Painting with Purpose: The Rachel Walker Interview

Art is a language of the soul. It’s laden with symbolism that defies logic, but is completely native to the Spirit. Art tends to serve as a reflection of the thoughts, ideas, and feelings that can’t quite be captured with words. Artists tend to bear the burden of seeing opportunities of expression in the darkest corners of the human condition. Art is not meant to only entertain, but it can also serve as a voice for the voiceless. Certain artists use their gift as a projection of the injustices and hell that people experience every day. Rachel Walker is an artistic maven that has mastered the art of depicting domestic, social, racial, and political issues associated with African Americans. Her talents are by no mean limited to such subject matter, but those painting absolutely stunning. Deep Nerd Magazine is honored to dive into the brain of such a visionary.

 

How long have you been an artist?

I’ve been practicing and creating art since I  can remember. I studied University of Michigan where I obtained a bachelors in fine art . It has been a while since I’ve created my own art, because I’ve been teaching full-time for the last 10 years as an Art teacher. However, I’ve begun creating art which has been my passion for many years.

Are any of the paintings personal experiences, or is it all vicarious?

All of my paintings reflect my personal experiences. The painting above is a painting of me after I was the victim of domestic abuse. Since high school I have used art as a way to cope with challenges in life. I think this is common among artist. One of my favorite female artists, Frida Kahlo, creates artwork that reflects her challenges and experiences in life. Imagery related to women’s issues, parenting, social and racial issues are common in my artwork.

Do you have a favorite drawing?

Yes, I’m currently working on the attached painting which is my favorite because of the message behind it.

How long does it typically take to complete one painting?
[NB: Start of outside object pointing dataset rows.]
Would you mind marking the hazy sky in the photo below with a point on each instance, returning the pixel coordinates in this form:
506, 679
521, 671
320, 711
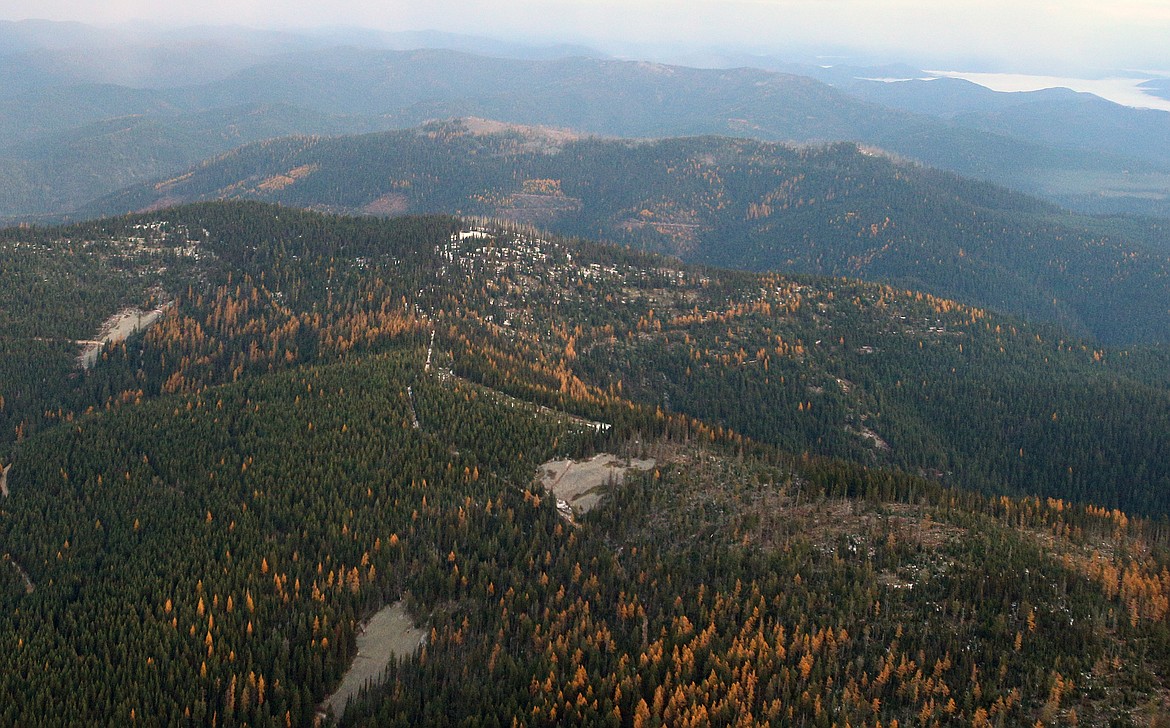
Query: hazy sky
1054, 35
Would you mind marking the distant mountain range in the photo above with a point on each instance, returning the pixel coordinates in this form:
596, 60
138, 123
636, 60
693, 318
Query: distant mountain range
837, 210
1079, 152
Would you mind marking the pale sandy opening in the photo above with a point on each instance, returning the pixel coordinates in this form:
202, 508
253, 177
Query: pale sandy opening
579, 486
389, 633
117, 328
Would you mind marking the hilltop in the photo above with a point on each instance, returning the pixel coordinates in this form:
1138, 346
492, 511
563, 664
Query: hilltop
335, 414
838, 210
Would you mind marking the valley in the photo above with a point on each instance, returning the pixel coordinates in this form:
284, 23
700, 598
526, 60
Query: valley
733, 203
367, 378
404, 379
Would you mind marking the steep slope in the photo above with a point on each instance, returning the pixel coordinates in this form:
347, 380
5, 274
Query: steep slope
399, 89
298, 443
834, 211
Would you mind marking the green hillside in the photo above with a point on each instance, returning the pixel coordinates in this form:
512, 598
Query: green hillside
337, 413
831, 211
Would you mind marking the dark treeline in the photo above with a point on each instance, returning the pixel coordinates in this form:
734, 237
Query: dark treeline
869, 505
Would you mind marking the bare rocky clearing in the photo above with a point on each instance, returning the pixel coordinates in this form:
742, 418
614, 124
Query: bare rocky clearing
579, 486
389, 633
117, 328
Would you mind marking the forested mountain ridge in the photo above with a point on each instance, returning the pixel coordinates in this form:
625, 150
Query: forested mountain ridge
69, 90
837, 210
338, 412
858, 363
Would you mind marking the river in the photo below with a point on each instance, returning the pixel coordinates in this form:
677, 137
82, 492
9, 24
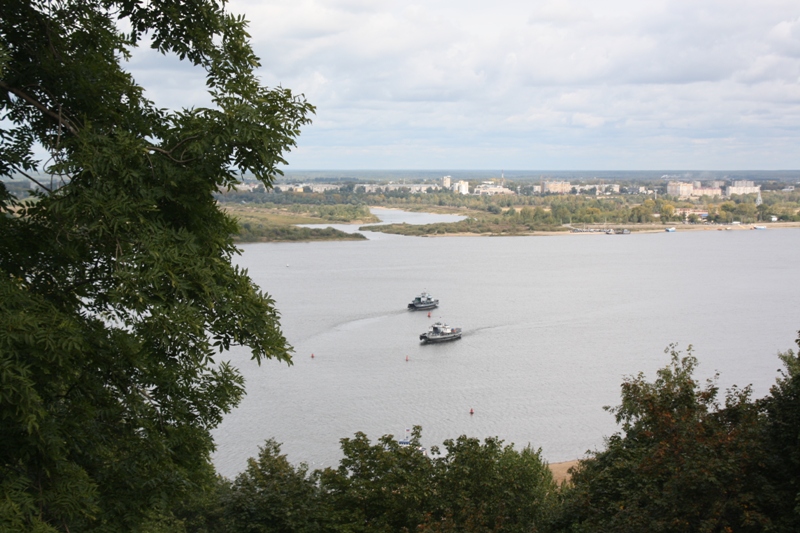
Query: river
551, 327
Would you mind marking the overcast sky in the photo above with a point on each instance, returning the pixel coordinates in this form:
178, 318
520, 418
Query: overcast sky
511, 84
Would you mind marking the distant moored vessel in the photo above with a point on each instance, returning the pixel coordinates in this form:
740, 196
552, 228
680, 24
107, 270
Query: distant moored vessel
440, 332
423, 301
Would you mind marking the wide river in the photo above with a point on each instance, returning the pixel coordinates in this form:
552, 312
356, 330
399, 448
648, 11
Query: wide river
551, 325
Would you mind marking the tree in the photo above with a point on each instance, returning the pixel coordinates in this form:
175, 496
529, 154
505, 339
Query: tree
490, 486
474, 487
381, 487
682, 464
272, 495
782, 442
116, 284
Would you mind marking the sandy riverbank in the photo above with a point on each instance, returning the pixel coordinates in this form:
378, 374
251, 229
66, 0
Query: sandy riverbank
560, 470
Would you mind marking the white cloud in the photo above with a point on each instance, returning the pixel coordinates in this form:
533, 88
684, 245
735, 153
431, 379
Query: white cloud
521, 84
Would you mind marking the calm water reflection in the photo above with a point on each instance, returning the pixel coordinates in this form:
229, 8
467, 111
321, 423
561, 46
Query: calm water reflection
552, 324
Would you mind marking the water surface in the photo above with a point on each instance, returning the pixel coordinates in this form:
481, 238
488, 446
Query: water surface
552, 325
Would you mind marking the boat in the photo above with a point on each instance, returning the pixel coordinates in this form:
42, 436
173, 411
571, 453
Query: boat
440, 332
423, 301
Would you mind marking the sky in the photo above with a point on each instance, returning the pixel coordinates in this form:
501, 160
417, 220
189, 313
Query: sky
512, 84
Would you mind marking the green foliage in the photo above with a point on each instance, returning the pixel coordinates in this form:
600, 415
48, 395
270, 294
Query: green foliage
683, 463
254, 232
473, 486
271, 495
116, 286
381, 487
782, 440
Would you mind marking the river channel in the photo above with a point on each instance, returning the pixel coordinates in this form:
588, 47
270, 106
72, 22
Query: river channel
551, 326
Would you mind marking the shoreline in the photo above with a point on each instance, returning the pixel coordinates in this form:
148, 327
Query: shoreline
634, 230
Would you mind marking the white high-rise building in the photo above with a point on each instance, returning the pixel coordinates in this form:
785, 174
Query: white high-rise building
461, 187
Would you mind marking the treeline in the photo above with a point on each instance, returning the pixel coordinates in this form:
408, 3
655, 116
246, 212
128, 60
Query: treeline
257, 232
682, 462
551, 209
511, 223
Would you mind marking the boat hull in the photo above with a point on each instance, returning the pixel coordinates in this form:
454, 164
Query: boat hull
421, 307
432, 339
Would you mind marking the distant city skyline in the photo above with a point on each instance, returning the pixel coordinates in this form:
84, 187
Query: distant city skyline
574, 84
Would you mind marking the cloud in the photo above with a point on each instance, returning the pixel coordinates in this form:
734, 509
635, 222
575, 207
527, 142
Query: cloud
611, 84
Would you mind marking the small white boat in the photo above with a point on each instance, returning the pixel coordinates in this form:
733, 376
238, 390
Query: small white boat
423, 301
440, 332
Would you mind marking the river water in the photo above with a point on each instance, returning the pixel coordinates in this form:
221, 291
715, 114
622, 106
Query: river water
551, 326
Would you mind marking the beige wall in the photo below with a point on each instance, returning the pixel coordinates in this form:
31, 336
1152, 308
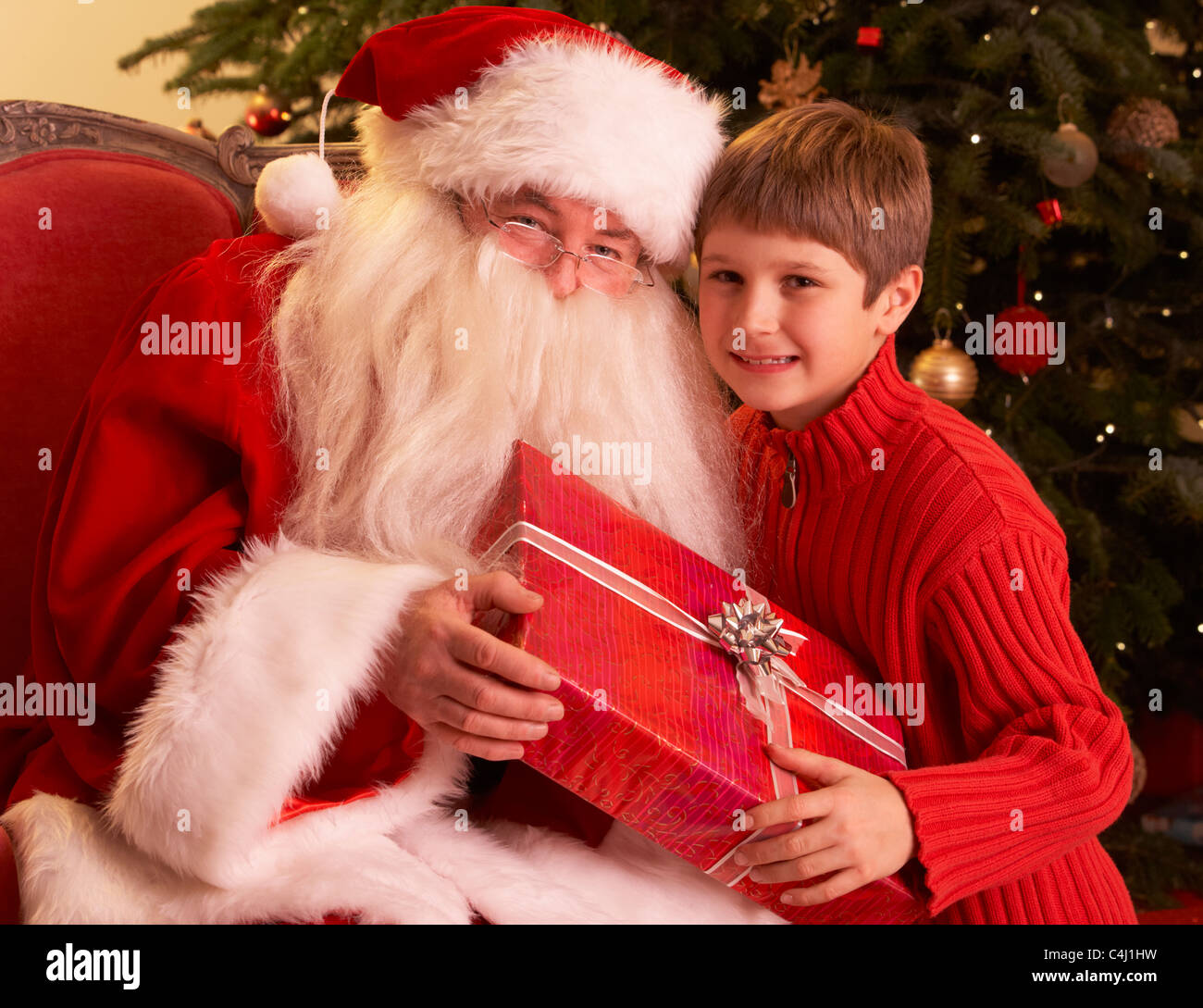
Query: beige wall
67, 51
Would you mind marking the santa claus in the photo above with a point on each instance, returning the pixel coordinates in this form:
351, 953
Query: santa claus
263, 561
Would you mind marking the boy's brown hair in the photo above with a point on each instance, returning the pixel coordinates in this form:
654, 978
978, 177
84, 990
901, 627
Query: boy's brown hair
818, 172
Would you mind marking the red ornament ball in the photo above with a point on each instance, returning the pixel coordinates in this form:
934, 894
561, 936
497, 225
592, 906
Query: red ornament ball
268, 115
1018, 360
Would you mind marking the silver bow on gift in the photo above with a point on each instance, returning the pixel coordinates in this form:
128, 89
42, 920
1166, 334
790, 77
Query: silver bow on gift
750, 633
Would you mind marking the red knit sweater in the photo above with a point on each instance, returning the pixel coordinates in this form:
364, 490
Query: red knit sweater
909, 557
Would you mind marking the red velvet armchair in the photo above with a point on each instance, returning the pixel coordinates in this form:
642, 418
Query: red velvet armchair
94, 207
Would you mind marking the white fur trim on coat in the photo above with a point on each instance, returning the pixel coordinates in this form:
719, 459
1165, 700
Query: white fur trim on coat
574, 120
232, 728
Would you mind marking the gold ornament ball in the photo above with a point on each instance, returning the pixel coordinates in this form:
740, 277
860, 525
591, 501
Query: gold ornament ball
946, 373
1070, 156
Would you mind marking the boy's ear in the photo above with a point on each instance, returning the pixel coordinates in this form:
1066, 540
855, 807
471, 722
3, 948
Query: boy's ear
902, 295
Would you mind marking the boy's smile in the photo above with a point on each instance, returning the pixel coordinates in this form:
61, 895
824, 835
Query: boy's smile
783, 322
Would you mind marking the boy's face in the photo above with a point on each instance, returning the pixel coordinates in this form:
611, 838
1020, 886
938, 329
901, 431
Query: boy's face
793, 308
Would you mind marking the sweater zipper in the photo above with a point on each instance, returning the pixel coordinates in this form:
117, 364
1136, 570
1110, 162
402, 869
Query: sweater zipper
789, 480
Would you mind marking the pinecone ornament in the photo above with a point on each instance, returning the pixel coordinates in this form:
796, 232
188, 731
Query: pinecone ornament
794, 82
1139, 124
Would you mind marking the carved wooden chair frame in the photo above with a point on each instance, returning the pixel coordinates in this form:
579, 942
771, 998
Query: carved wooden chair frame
231, 165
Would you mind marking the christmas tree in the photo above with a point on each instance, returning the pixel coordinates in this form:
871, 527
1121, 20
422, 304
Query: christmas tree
1063, 141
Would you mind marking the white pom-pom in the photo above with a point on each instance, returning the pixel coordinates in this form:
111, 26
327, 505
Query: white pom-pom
297, 195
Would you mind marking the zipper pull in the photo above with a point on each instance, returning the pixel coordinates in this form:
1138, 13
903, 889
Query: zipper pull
789, 480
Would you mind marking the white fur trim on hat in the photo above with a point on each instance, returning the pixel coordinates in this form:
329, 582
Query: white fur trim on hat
297, 195
576, 121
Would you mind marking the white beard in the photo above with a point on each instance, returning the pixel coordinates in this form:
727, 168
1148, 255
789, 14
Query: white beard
415, 354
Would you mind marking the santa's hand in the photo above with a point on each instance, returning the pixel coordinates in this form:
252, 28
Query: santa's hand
464, 685
862, 829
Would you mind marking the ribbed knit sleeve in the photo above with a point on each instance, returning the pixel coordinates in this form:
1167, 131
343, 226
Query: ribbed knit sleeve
1051, 764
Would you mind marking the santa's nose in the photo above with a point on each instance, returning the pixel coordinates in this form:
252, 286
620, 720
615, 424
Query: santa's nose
562, 276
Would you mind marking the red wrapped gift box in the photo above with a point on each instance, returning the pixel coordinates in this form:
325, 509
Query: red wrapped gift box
660, 730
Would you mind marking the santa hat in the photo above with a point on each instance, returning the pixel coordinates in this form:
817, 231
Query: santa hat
484, 100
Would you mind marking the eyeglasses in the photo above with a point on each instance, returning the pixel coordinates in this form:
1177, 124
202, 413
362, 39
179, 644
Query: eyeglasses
538, 248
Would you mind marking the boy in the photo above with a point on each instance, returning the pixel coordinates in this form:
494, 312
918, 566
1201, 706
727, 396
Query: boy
894, 526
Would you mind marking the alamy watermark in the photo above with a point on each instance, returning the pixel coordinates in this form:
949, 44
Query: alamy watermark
1045, 340
605, 458
169, 340
56, 699
879, 698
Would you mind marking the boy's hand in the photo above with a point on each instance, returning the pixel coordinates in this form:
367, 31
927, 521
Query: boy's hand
862, 829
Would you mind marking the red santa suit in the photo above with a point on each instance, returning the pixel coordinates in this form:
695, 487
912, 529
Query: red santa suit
241, 764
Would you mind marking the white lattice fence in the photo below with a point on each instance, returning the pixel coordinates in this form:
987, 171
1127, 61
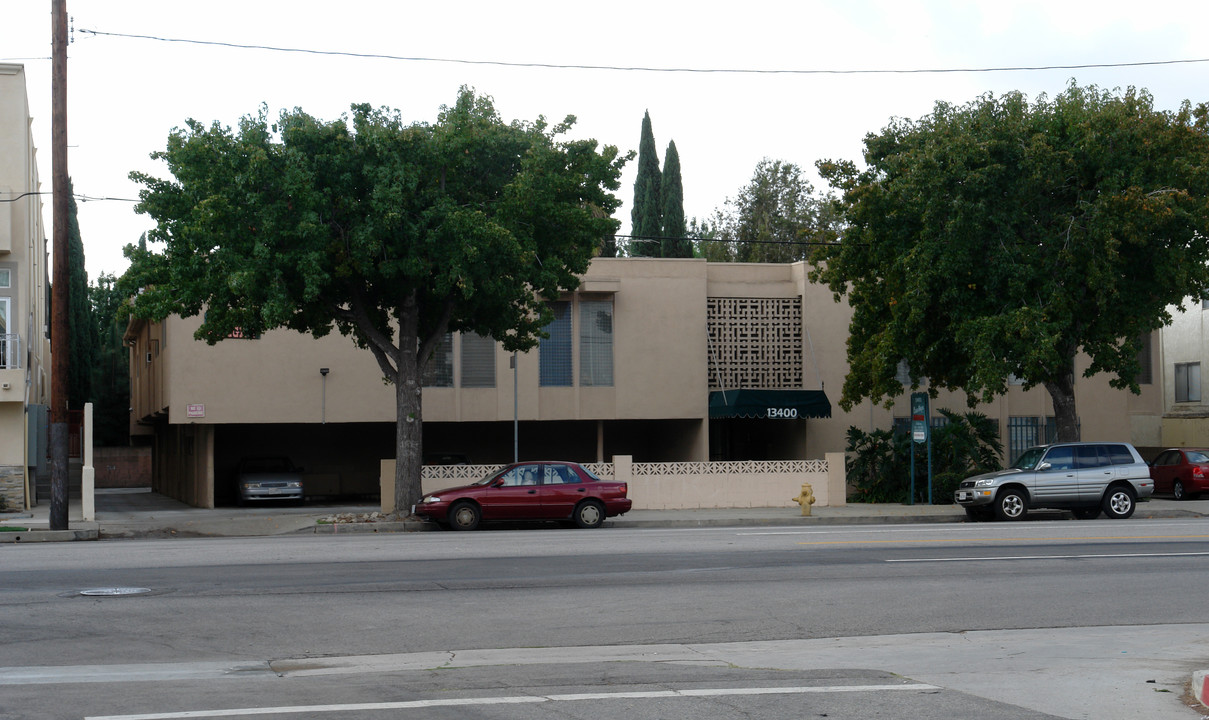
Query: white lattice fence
678, 486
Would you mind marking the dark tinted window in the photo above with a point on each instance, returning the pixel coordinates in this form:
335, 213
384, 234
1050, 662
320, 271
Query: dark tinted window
1060, 458
1091, 456
1120, 454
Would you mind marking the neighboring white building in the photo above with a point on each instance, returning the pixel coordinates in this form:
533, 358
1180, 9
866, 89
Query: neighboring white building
24, 348
1185, 349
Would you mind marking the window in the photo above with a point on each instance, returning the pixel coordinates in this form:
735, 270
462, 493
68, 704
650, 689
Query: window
1060, 458
439, 371
478, 361
521, 475
596, 343
1187, 382
554, 352
1027, 431
1145, 375
1091, 456
10, 344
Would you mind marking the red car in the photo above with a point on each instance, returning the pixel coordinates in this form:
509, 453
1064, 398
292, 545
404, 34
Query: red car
528, 491
1181, 471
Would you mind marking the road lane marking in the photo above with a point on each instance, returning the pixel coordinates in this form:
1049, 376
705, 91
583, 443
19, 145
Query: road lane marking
1043, 557
1013, 539
518, 700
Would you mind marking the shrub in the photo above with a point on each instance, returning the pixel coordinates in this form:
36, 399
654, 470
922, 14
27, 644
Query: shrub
879, 462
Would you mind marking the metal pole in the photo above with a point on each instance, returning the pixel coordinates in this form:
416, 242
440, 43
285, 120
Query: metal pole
61, 342
516, 424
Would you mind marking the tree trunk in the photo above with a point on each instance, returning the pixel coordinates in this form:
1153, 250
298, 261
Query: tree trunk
1062, 392
409, 419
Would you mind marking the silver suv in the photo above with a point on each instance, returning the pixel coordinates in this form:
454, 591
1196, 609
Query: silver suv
1083, 477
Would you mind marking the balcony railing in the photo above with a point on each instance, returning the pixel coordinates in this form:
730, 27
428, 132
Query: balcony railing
10, 352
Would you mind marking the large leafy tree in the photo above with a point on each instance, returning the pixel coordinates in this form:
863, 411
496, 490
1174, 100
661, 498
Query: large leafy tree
646, 216
775, 216
674, 242
1000, 238
391, 233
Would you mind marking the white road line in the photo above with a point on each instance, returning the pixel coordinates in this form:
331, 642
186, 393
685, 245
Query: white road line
975, 528
1042, 557
518, 700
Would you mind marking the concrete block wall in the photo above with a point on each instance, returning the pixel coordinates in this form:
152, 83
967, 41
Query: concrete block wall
122, 466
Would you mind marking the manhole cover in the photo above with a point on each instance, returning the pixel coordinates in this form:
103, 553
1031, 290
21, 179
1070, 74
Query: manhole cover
115, 591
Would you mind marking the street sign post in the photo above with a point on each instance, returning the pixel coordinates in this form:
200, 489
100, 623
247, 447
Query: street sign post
921, 433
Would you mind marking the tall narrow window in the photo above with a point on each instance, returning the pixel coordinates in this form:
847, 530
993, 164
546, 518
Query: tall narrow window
596, 343
1145, 372
1187, 382
439, 371
478, 361
554, 352
9, 343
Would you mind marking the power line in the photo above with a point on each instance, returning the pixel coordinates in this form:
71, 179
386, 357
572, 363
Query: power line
646, 68
82, 198
657, 238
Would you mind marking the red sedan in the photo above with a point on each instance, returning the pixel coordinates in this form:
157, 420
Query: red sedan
528, 491
1181, 471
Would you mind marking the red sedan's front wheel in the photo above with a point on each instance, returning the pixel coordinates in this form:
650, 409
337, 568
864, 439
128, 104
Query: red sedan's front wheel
589, 514
464, 516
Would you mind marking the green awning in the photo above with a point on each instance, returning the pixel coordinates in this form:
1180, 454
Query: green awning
769, 404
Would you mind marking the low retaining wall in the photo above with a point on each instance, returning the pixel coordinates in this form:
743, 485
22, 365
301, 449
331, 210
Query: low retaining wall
678, 486
12, 487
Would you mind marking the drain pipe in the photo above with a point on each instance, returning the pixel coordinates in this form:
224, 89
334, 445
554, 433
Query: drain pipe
323, 404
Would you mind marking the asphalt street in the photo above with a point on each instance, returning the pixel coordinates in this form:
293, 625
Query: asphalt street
1047, 619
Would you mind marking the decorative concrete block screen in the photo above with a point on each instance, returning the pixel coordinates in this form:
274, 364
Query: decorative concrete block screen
755, 342
682, 486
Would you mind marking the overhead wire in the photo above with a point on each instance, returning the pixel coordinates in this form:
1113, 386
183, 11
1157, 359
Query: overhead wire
645, 68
Completion of a painting is dependent on a number of factors, such as scale of the painting, the level or detail and the style. I’m working on small portraits for commission now, scale about 8 x 10 inches in oil medium. Each portrait will take 1 to 2 hours. Two hours is the longest and that’s only if the subject has intricate patterning or braids which take longer. This summer I painted a mural on a business in Detroit, that took me roughly 20 hours.

Is there any kind of situation that stifles your creativity?

No. Artists are probably some of the best problem solvers. Working with limited resources is not foreign so we learn to make the best of mucky situations. Although, working with indecisive and impolite commissioners can hinder motivation and creativity.

Are there any goals that you have for your art?

My main goal in creating art is to provoke thought and emotion to my audiences. I’ve always loved art for its expressive quality. While it is important to have works that are beautiful, I think it is more essential that art help us to identify who we are and consider our role in life. I value the social and political voice in art.

What medium(s) do you use?

I use a diverse range of mediums. My most recent collection of works are oil paintings. I am working on a figurative sculpture as well. It will be constructed from hair. I use oil paints, acrylic paints, pencil, charcoal, watercolor, and other materials. Mediums are selected after considering how it aids in communicating the meaning or message behind the piece.

Are there other artistic outlets that you use to express yourself?

Right now, my primary artistic outlet is visual arts. Furthermore my education and skillfulness compelled me to create visual art. I enjoy all arts but have not explored them in depth. I’ve considered incorporating writing into my art. In an effort to create fictional literature I’ve journaled. However, for now visual art is my passion.

Does the social and political climate of the country right now, in regards to Blacks, enhance or stifle your artistic flow with this kind of art?

The social and political climate of the country right now, in regards to Blacks, definitely enhances my artistic flow. Several of the pieces I am working on relate to social, racial and political issues in recent news. Over the last several years many issues facing Black America have been publicly and privately dominated in the news which raises awareness to the affliction and marginalization of the black community economically. Therefore, my artistic flow is driven by such issues and I want create works that express issues that are important to the black community. The recent portrait I created of the young boy at the table is a painting created to express the stigma associated with young black youth. I titled that piece “An assumption”. The  boy in the painting is my  eight years old son. I dressed him in an orange uniform that resembles a convict with a toy gun on the table beside him. There is an assumption that is made about young black youth, specifically males; the intent of this painting is to make viewers aware of those prejudices.

In regards to perception that you want to project to the public, when it comes to your art, is the message more important than the craftsmanship? Or are they equally important?

I think that the message is more important than craftsmanship.  I’m not a photorealist and I don’t pretend to be very detail oriented. However, on occasion I do add details that affect the message. Although, I value message over craftsmanship, my art is well constructed.

Have you ever found yourself having to defend your art?

I have not yet had to defend my personal art. I have defended art in general. In most cases, you either understand it (art) or you don’t. Sometimes the argument is wasted energy. But I will take a moment to educate anyone on the benefits of art.